To The Daily Telegraph
“The head of the Royal Philharmonic is making a serious error by believing that abolishing the term “classical music” will suddenly attract thousands of young people into our concert halls. The leadership of the RPO seem to be suffering from a crisis of confidence in their art form – brought on by our society’s obsession with making everything “accessible” or, rather, watered-down.
“Even during the years of Soviet communism, Russian musicians and orchestras – with the encouragement of the state – maintained the most elitist rituals, even when playing before industrial workers in factories, positively rejoicing in classical music and all of its white-tie-and-tails rituals.
“It is very sad that in modern Britain, serious art and culture of all kinds is being dissolved into a supposedly democratised mass of nothingness. That such ideas should come from the RPO – the orchestra of Sir Thomas Beecham – is beyond belief. (Stuart Millson, classical music editor, The Quarterly Review, East Malling, Kent)
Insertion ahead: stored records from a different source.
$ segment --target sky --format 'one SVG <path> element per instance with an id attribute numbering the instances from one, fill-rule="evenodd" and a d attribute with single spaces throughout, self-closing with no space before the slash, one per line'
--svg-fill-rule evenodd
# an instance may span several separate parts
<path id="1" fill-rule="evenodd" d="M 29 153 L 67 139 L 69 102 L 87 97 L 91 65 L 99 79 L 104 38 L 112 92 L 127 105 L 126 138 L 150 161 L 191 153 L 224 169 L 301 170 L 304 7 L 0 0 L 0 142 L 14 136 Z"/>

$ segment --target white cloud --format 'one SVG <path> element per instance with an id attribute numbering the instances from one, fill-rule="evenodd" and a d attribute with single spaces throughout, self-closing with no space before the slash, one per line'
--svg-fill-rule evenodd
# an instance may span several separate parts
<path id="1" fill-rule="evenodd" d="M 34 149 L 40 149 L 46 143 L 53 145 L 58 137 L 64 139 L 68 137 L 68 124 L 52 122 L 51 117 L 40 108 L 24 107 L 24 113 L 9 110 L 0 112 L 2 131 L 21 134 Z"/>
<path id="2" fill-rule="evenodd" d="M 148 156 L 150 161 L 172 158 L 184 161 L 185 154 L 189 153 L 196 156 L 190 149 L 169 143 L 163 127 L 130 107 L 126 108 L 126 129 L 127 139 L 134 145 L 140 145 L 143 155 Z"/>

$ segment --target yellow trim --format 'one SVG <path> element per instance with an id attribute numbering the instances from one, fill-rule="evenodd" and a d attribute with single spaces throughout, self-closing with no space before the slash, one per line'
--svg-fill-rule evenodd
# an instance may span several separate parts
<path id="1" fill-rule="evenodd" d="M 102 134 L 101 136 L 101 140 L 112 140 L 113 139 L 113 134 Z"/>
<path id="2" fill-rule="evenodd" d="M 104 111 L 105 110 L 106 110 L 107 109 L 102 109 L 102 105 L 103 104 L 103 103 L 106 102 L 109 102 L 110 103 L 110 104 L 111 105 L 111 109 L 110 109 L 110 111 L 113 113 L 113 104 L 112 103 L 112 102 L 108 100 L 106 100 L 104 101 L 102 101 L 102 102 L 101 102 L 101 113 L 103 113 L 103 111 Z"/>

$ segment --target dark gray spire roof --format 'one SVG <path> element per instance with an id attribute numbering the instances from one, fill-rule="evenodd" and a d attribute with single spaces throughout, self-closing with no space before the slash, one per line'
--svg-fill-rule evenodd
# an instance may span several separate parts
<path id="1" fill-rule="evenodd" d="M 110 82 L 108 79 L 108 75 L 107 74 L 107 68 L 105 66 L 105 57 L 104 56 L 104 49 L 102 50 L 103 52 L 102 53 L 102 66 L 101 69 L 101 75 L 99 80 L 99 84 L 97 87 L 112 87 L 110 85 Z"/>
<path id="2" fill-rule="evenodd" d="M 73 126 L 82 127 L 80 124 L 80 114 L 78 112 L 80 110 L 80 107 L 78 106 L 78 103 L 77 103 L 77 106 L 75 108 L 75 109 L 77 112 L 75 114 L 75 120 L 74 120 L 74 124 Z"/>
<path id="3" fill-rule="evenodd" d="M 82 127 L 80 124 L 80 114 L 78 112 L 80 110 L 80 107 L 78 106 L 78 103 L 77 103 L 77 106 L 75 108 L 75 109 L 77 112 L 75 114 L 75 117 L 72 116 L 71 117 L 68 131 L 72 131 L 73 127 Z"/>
Yes, watered down. Just as there is some truly dire popular music there out there, there is also dull and unimaginitive classical music. In my personal opinion serious orchestral music hit the buffers in the railway station when it went atonal and eschewed melody and the ability to tug at the heart. The audiences fled, understandably. But there is a huge amount of truly beautiful music, operatic, orchestral, chamber and solo instrumental music that carries you away to another place, stirs the imaginatination, calms you then excites you, spurs the imagination, leaves you happy that life isn’t forever ordinary and humdrum. Put aside the cellphones and Facebook and experience it! It will be an Epicurean moment.
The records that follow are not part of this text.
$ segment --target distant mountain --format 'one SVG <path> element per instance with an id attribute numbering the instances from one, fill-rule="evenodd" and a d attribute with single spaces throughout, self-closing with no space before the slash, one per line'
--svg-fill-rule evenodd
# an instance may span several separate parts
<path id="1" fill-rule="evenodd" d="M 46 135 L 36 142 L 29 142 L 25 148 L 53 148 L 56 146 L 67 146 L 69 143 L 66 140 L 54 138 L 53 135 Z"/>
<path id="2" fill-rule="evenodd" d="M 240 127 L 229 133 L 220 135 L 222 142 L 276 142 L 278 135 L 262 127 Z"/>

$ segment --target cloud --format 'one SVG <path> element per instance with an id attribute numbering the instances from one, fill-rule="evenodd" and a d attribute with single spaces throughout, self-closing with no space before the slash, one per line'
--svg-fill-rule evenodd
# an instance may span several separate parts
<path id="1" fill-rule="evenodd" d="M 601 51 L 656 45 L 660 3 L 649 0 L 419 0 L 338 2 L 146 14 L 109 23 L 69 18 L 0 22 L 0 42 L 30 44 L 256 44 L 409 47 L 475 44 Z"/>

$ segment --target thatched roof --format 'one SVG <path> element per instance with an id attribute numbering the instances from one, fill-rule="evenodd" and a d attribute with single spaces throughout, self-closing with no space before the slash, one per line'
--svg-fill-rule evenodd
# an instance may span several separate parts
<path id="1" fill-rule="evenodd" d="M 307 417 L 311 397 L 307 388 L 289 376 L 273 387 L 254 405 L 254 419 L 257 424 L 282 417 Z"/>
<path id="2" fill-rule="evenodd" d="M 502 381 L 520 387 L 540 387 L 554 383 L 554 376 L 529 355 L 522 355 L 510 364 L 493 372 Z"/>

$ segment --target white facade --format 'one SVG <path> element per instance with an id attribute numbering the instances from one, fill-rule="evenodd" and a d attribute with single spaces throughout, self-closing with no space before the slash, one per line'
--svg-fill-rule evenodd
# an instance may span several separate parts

P.S: I go to the gym and am assaulted on a Sunday by the spin cycling class next door. This class is accompanied by the most repetitive and unimaginitive music I have ever heard. The chord sequences are I-V-I- V-I-V for a solid hour. Talented writing it is not. I feel like handing out to the cycling exercisers free tickets to a Chopin recital or a Beethoven symphony – if only they could cycle to them.